Foi longa e louca a noite. Altos
decibéis de alucinada e pulsante música eletrônica. Homem negro imenso usava pulseira
em espiral de neon rodeando o braço e fazendo pole-dance. Mulher musculosa com
óleo no corpo cuspia fogo e, perto dela, um casal de gênero indefinido e
cabelos vermelhos fazia performances sensuais.
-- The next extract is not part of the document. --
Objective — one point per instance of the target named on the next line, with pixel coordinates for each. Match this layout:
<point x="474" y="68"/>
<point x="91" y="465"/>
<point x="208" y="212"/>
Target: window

Um homem usando fantasia de
unicórnio dançava em cima do balcão onde havia, além de copos de uma bebida com
catuaba, uma caixinha fosforescente com balinhas-de-fazer-feliz
romanticamente embaladas com papel rosa choque.
Jogos de luz, sombra e
fumaças de todos os tons davam o ar desejado de inferno e céu, escuridão e
claridade em flashes de doer olhos. Havia espaços reservados com sofás e pufes
burlescos onde casais, grupos, junções indescritíveis se entregavam a danças e compulsões
químicas, físicas e línguas trêmulas projetadas nos telões. Muitos se
arriscaram no touro mecânico. Dona Alba jamais imaginaria tanta perversão. Sequer
entendia as camisinhas de diferentes cores, formas e texturas. Seu Reginaldo só
observava, assobiando Meu Amigo Charlie Brown, junto com o radinho.
Ao meio dia, no galpão
vazio, bate cansaço e fome. A faxina ia longe. Seu Reginaldo, timidamente,
disse que tinha trazido marmita pra dois. Dona Alba aceita com algum receio,
sorriso discreto, olhos baixos. Agradecida, disse que tinha uma doçura pra sobremesa:
uma balinha com papel rosa choque que tinha achado em caixinha linda e brilhosa,
sobra da festa. E os dois se sentam juntos e se servem ao som de Mulher
Brasileira. Dona Alba e Seu Reginaldo jamais seriam os mesmos.